Yes Bank likely to post heavy quarterly loss on weak business, high provisions
Private sector lender Yes Bank under the new management is expected to report heavy quarterly loss again due to fall in business growth and higher provisions.
Kotak Institutional Equities expects the bank to post around Rs 4,400 crore of loss during the quarter ended March 2020, while the Emkay sees loss at around Rs 7,568.2 crore for the quarter.
The bank had reported a loss of Rs 1,506.6 crore in March quarter 2019 and loss of Rs 18,559.6 crore in December quarter 2019.
According to brokerages, net interest income (the difference between interest earned and interest expended) may decline around 60 per cent compared to the year-ago quarter due to weak loan growth.
"We expect outstanding loans to decline around 40 per cent YoY and similar trend on deposits. There is likely to be an increase in pressure on NIM (interest income de-recognition). Revenue pressure will be high also due to weak fee income (sharp decline)," Kotak said.
The Reserve Bank of India took over the Yes Bank management during the quarter and put it under a moratorium on March 5 which prompted some depositors to withdraw their deposits when the bank has been struggling for liquidity.
Then the central bank lifted the moratorium on Yes Bank on March 18 and handed the charge to new board members.

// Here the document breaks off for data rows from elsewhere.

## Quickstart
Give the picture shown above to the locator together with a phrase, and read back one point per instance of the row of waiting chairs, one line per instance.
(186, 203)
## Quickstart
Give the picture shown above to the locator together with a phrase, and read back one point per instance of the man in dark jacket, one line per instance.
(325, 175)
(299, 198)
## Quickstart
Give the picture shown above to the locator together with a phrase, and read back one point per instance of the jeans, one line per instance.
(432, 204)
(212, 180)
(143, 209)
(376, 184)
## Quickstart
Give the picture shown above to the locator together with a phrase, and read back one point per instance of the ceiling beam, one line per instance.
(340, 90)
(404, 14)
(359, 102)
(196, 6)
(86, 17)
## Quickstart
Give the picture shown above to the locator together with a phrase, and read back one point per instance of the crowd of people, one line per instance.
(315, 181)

Prashant Kumar is the new MD and CEO of the bank.
SBI, HDFC, Axis Bank, ICICI Bank, Kotak Mahindra Bank, Bandhan Bank, Federal Bank and IDFC First Bank invested Rs 10,000 crore in Yes Bank.
Brokerages expect further weakness in asset quality and elevated slippages in the quarter ended in March 2020.

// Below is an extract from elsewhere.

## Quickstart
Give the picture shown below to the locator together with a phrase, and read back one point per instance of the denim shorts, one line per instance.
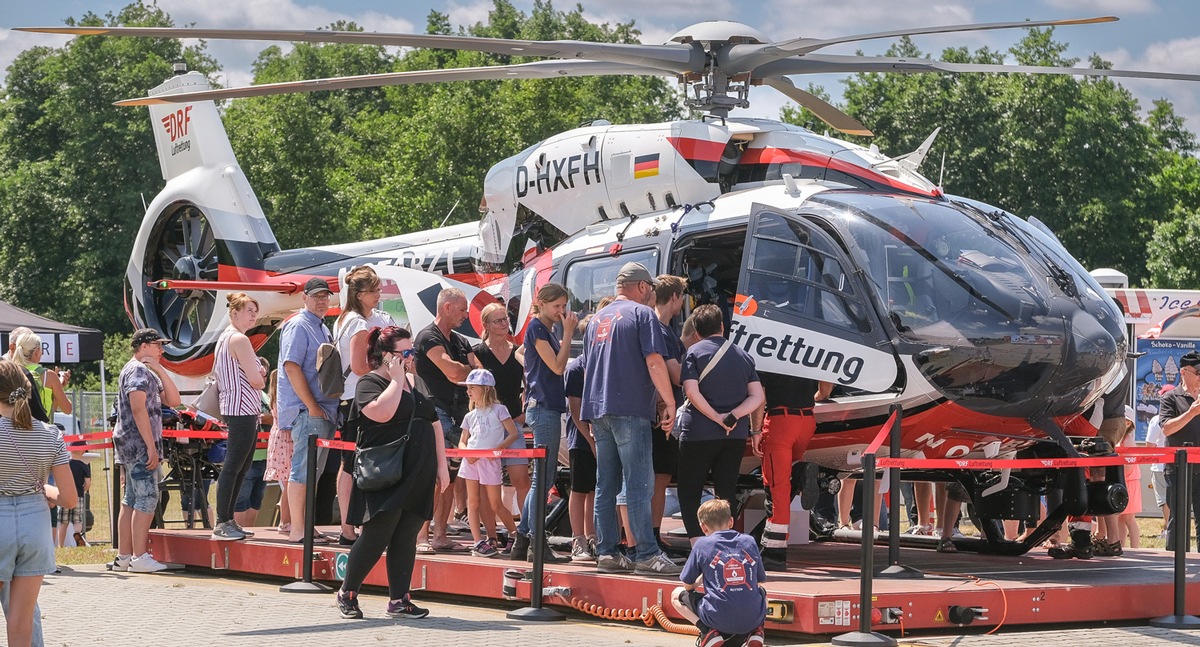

"We expect asset quality ratios to see further deterioration (lumpy corporate exposure)," said Kotak which sees provisions rising 91 per cent YoY.
According to Emkay, slippages could remain elevated as the bank may continue to recognize stress from its pool.
Commentary from the management on capital raising, the progress of 'below investment grade' and deposit profile would be key things to watch out for.